Nuclear magnetic resonance (NMR) spectroscopy is a principal analytical technique in metabolomics. Extracting metabolic information from NMR spectra is complex due to the fact that an immense amount of detail on the chemical composition of a biological sample is expressed through a single spectrum. The simplest approach to quantify the signal is through spectral binning which involves subdividing the spectra into regions along the chemical shift axis and integrating the peaks within each region. However, due to overlapping resonance signals, the integration values do not always correspond to the concentrations of specific metabolites. An alternate, more advanced statistical approach is spectral deconvolution. BATMAN (>Bayesian >Au>Tomated >Metabolite >Analyser for >NMR data) performs spectral deconvolution using prior information on the spectral signatures of metabolites. In this way, BATMAN estimates relative metabolic concentrations. In this study, both spectral binning and spectral deconvolution using BATMAN were applied to 400 MHz and 900 MHz NMR spectra of blood plasma samples from lung cancer patients and control subjects.

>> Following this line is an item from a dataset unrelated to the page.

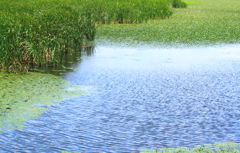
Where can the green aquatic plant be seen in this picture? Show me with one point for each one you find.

The relative concentrations estimated by BATMAN were compared with the binning integration values in terms of their ability to discriminate between lung cancer patients and controls. For the 400 MHz data, the spectral binning approach provided greater discriminatory power. However, for the 900 MHz data, the relative metabolic concentrations obtained by using BATMAN provided greater predictive power. While spectral binning is computationally advantageous and less laborious, complementary models developed using BATMAN-estimated features can add complementary information regarding the biological interpretation of the data and therefore are clinically useful.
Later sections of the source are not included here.